この子は引っ込み思案で、少し人見知りの性格の女の子だっただけに、そのギャップに驚きを禁じ得ない。
「よ、よぉ。生が出るな」
「ケンゴさん!!それにリンネさんも!!えっと……これは……」
俺はそんなたくましくなった様子の女子生徒に話しかけると、彼女は俺達だと認識した途端、剣呑な雰囲気を霧散させ、武器を背中に隠して苦笑いを浮かべた。

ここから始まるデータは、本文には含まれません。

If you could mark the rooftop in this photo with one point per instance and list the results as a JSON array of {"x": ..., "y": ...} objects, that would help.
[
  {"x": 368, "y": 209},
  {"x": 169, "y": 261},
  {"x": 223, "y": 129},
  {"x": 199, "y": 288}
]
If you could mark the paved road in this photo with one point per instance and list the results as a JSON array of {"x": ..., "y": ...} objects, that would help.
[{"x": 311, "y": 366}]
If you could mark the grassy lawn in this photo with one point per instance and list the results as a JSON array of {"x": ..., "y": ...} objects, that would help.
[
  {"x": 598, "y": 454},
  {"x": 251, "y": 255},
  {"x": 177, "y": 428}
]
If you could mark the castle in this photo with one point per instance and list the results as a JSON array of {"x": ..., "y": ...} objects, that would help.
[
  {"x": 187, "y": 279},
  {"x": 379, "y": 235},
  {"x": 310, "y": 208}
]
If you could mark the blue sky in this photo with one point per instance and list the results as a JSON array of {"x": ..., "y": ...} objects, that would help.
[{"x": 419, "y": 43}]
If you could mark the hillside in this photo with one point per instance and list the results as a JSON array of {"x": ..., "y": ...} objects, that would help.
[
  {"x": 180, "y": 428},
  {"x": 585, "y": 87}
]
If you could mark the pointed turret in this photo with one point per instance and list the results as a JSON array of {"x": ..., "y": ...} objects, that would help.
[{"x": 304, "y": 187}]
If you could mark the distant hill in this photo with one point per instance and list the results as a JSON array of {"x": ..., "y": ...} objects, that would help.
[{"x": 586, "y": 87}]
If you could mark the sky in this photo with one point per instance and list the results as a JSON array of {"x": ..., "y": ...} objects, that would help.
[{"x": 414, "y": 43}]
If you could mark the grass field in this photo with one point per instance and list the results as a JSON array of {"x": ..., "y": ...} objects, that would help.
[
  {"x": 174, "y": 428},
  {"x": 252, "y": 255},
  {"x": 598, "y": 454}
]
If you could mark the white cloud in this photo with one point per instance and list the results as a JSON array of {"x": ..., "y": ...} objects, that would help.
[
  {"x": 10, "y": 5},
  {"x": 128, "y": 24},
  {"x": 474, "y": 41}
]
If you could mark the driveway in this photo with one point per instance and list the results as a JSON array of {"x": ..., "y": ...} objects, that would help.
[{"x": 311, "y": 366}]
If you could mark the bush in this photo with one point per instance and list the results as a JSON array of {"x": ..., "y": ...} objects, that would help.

「ああ、いやいいんだ。前にも同じことあったしな。それにしても随分とたくましくなったなぁ」
「あははは……。ケンゴさんとリンネさんがいないことを言い事に、私たちにちょっかいを掛けてこようとする人たちが増えたので、今ではもうなれっこになってしまいました」
俺が感慨深げに話すと、その子は事情を話してくれた。
確かに俺とリンネがいるってだけで相当な抑止力たりえるからなぁ。その抑止力がないとなれば、アホな連中が幅を利かせようと動き出すのも無理はない。
むしろよく追っ払ってくれた。
俺とリンネは同郷の高校生の成長を感じつつ、在庫置き場に商品を下ろして在庫更新を行い、従業員たちと雑談に興じた後、自宅へと戻ったのであった。